En 2018, de nombreux prêtres ont été enlevés et au moins trois ont été tués. Il s'agit du père Alexandre Sob Nougi, assassiné le 20 juillet 2018 à Buea, dans le sud-ouest; de Gérard Anjiangwe, séminariste du diocèse de Bamenda, dans le nord-ouest, le 4 octobre de la même année. En novembre, un missionnaire kényan a trouvé la mort à Mamfe.
Le cardinal Christian Tumi, le défunt archevêque émérite de Douala -initiateur de la conférence générale des anglophones, rencontre qui devait servir à débattre des solutions pour faire cesser la crise- avait lui aussi été enlevé à deux reprises: d’abord en novembre 2020, ensuite fin janvier 2021. Pour son ancien proche collaborateur et actuel porte-parole de la Conférence générale des anglophones, ces actes ne doivent pas détourner l’Église de sa mission.
«Les catholiques appliquent une doctrine sociale de l'église, consistant à être proche de la population et dire la vérité (...) Avant sa mort, le cardinal Tumi a mené beaucoup d'opérations dans ces régions pour apaiser les tensions. Ce qui a marché dans certains cas (...) L'Église doit toujours tenir son rôle de moralisateur: ne pas être partisane et dire la vérité en toutes circonstances», insiste-t-il au micro de Sputnik.
Grand banditisme
Dans cette partie du Cameroun où vit la majorité des anglophones du pays, l’armée et les groupes séparatistes s’affrontent quasi quotidiennement, prenant en tenaille les civils, victimes collatérales d’exactions des deux camps. Selon le dernier rapport de l’ONG Human Rights Watch (HRW) publié en février 2021, ce conflit a déjà fait plus de 3.500 morts (civils et militaires) et poussé plus de 700.000 personnes à abandonner leur foyer. Des milliers d’hommes et de femmes ont besoin d’assistance. Outre les personnalités religieuses, les populations des deux régions en crise font face à une industrie du rapt. Élèves, fonctionnaires, chefs traditionnels et autres hommes d’affaires sont très souvent enlevés en échange d’argent. Ce qui, de l’avis d’Élie Smith, dilue la cause séparatiste.
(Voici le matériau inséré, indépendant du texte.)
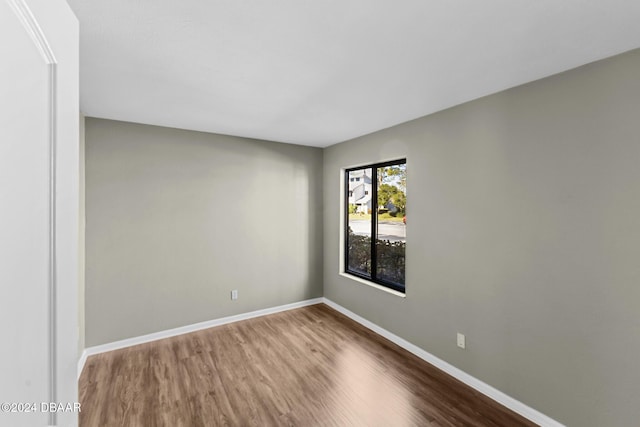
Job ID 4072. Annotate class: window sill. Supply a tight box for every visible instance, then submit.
[339,273,407,298]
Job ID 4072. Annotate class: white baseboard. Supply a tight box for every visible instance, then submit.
[78,298,323,378]
[322,297,565,427]
[78,297,565,427]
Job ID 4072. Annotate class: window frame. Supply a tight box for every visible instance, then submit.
[342,158,407,295]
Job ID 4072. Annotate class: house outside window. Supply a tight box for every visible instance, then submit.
[344,159,407,293]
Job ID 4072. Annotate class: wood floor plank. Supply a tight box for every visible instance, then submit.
[79,304,534,427]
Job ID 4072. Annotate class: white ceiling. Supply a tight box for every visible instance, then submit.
[68,0,640,147]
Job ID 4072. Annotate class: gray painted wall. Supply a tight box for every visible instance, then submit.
[324,50,640,426]
[85,118,323,346]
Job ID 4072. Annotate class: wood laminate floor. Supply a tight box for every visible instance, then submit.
[79,304,535,427]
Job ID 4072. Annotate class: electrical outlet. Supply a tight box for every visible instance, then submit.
[458,332,466,348]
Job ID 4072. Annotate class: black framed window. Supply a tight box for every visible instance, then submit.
[344,159,407,293]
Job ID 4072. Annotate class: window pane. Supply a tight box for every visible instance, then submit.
[347,168,373,277]
[376,163,407,287]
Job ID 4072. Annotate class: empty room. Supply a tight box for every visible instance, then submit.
[0,0,640,427]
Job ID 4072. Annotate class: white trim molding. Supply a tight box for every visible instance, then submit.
[6,0,57,64]
[322,297,565,427]
[78,297,565,427]
[78,298,324,378]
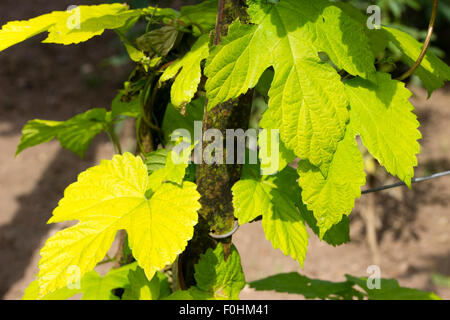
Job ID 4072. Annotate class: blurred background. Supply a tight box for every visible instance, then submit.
[0,0,450,299]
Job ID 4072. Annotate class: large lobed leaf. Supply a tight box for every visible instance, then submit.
[0,3,141,51]
[205,0,375,170]
[232,167,308,265]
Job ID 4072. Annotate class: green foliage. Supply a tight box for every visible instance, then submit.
[167,244,245,300]
[232,167,308,265]
[249,272,440,300]
[159,35,209,108]
[16,108,111,157]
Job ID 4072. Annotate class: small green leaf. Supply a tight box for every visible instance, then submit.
[136,26,179,58]
[232,167,308,265]
[299,204,350,246]
[162,98,205,143]
[144,149,169,175]
[122,268,160,300]
[180,0,217,36]
[190,243,245,300]
[159,35,209,109]
[298,124,366,238]
[249,272,363,300]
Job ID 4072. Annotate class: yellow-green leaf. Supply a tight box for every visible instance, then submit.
[39,153,200,295]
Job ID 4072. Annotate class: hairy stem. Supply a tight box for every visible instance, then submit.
[181,0,253,288]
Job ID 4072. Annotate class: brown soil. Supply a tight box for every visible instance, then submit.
[0,0,450,299]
«Le mouvement n'est plus axé sur des revendications idéologiques, il est devenu un terreau fertile du pur banditisme et des règlements de comptes. Voilà pourquoi il y a des enlèvements récurrents. Ce ne sont pas uniquement les prêtres [qui en sont victimes]. Au début de ce conflit, quand il y avait vraiment un ancrage idéologique, il y avait très peu d'enlèvements orchestrés par les séparatistes et ils avaient le soutien massif de la population. Ce n’est plus le cas malheureusement», se désole-t-il.
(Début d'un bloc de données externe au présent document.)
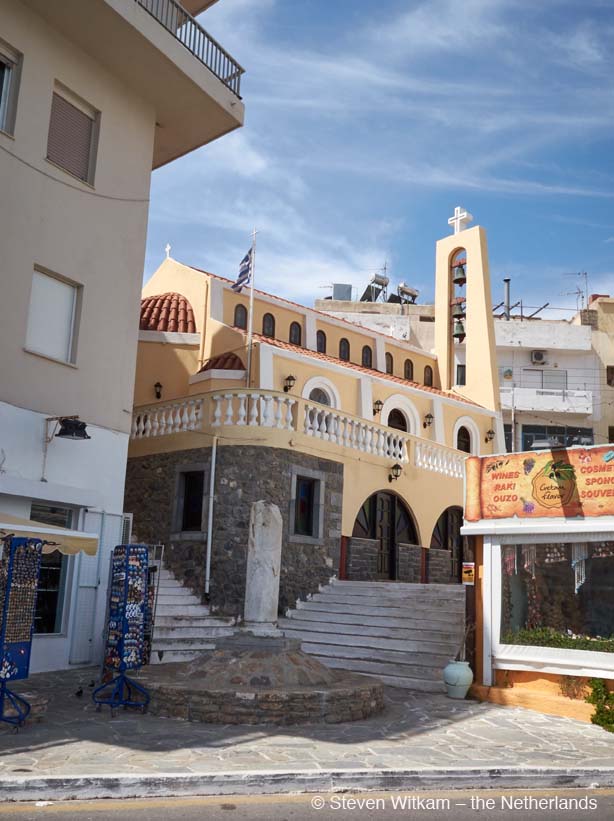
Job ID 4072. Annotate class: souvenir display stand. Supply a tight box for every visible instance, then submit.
[92,544,149,711]
[0,536,43,727]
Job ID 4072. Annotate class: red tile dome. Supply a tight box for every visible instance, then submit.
[139,293,196,334]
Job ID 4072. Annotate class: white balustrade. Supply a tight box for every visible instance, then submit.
[303,403,409,462]
[130,399,203,439]
[414,441,467,479]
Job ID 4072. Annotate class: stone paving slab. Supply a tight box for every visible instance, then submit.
[0,669,614,800]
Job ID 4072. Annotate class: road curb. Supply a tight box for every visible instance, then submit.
[0,767,614,802]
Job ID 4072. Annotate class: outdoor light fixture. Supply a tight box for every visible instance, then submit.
[41,416,92,482]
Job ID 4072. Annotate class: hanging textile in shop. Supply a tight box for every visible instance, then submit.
[0,536,43,725]
[92,545,149,709]
[571,544,588,593]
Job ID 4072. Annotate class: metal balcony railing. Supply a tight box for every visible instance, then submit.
[135,0,245,99]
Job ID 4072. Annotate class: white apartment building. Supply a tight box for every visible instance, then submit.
[0,0,244,671]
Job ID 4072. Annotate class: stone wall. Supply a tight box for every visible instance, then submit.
[124,446,343,615]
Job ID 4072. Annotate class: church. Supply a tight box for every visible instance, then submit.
[124,209,504,684]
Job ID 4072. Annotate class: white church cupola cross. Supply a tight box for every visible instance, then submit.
[448,205,473,234]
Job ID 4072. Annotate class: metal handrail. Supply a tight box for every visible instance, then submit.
[135,0,245,99]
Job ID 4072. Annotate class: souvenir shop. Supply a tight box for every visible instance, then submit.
[462,445,614,720]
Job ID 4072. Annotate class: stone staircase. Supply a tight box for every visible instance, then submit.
[279,580,465,693]
[150,568,234,664]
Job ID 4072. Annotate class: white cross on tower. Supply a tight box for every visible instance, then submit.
[448,205,473,234]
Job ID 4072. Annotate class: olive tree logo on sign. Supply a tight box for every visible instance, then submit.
[533,460,578,508]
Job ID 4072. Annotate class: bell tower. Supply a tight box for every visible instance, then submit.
[435,206,499,411]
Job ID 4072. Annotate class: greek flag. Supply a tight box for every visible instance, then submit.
[231,248,252,294]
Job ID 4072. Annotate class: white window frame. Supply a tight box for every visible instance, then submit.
[24,265,83,366]
[0,40,22,137]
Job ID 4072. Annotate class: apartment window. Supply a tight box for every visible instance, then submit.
[26,270,81,363]
[177,470,205,532]
[30,504,72,633]
[0,40,21,134]
[290,322,302,345]
[262,314,275,339]
[47,86,98,183]
[233,305,247,331]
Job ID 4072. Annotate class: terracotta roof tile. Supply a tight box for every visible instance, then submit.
[248,333,482,408]
[198,351,245,373]
[139,293,196,334]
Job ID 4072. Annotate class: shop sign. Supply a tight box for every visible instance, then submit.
[462,562,475,585]
[465,445,614,522]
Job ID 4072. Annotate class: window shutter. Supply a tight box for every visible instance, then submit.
[47,92,94,182]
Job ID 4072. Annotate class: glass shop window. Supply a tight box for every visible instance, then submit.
[30,504,73,633]
[501,542,614,653]
[294,476,319,537]
[179,470,205,532]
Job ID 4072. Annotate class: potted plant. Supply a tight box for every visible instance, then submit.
[443,624,473,699]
Pour rappel, fin 2017, les séparatistes des régions anglophones du Nord-Ouest et du Sud-Ouest ont pris les armes contre le gouvernement de Yaoundé pour réclamer la création d’un État indépendant. Les tensions avaient commencé en novembre 2016 sous la forme de revendications corporatistes: des enseignants déploraient la nomination de francophones dans les régions anglophones et des juristes désapprouvaient la suprématie du droit romain au détriment de la Common Law anglo-saxonne.